Andy Wen, the senior director of product at Google Workspace Security, warned in an email via Gillian Battese that businesses are “increasingly frustrated with the same old approach to rapidly shifting security challenges.” He cited a Google poll that showed 71% of IT and security decision makers at mid-market firms feel legacy technology leaves them less prepared for the future.
“Across industries, there’s a real sense that a move away from legacy technology is crucial in the face of an increasingly sophisticated threat landscape,” Wen wrote.
People problems
MK Palmore, director of the office of the CISO at Google Cloud, told IT Brew many attacks in the past year were the “result of neglecting our human capital.”
“My takeaway: While cybersecurity technology plays a crucial role in defense, it’s ultimately the people behind it that make the difference,” Palmore wrote. He said 2024 had “reinforced some tried and true principles” for him on cybersecurity—such as the need for effective leadership, the importance of communications and critical thinking skills, and that diversity makes defenders stronger.

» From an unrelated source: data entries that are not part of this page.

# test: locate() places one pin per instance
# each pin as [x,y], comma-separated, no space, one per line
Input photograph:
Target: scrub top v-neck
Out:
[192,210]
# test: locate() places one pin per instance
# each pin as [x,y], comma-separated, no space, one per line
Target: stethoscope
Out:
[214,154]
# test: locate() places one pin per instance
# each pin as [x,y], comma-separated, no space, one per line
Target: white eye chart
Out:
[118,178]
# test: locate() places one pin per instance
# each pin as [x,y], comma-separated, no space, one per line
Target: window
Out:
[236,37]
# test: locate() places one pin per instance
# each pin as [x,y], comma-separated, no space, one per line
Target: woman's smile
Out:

“My hope for 2025 is that we start heavily investing in people-centered development and leadership,” Palmore wrote. “We must recognize that good cyber defense starts with great talent, and that talent sometimes needs to be built from the ground up.”
What out for infiltrators
Rafe Pilling, the director of threat intelligence at SecureWorks Counter Threat Unit, warned efforts by North Korean infiltrators to land remote jobs highlighted how hiring practices pose a cybersecurity risk.
“Hiring these fraudulent workers puts companies at risk of sanctions violation and all the issues that come with allowing an unknown individual access to critical organizational data and systems,” Pilling wrote. He recommended organizations be thorough in their review of application materials for consistency and be on the lookout for suspicious activity during interviews.
They should also watch out for red flags during onboarding, Pilling added, like requesting changes of address or that paychecks be sent to a money transfer service.
“Post-employment monitoring and validation also must ensure that the person who obtained the contract is the same person that is actually performing the work,” Pilling concluded.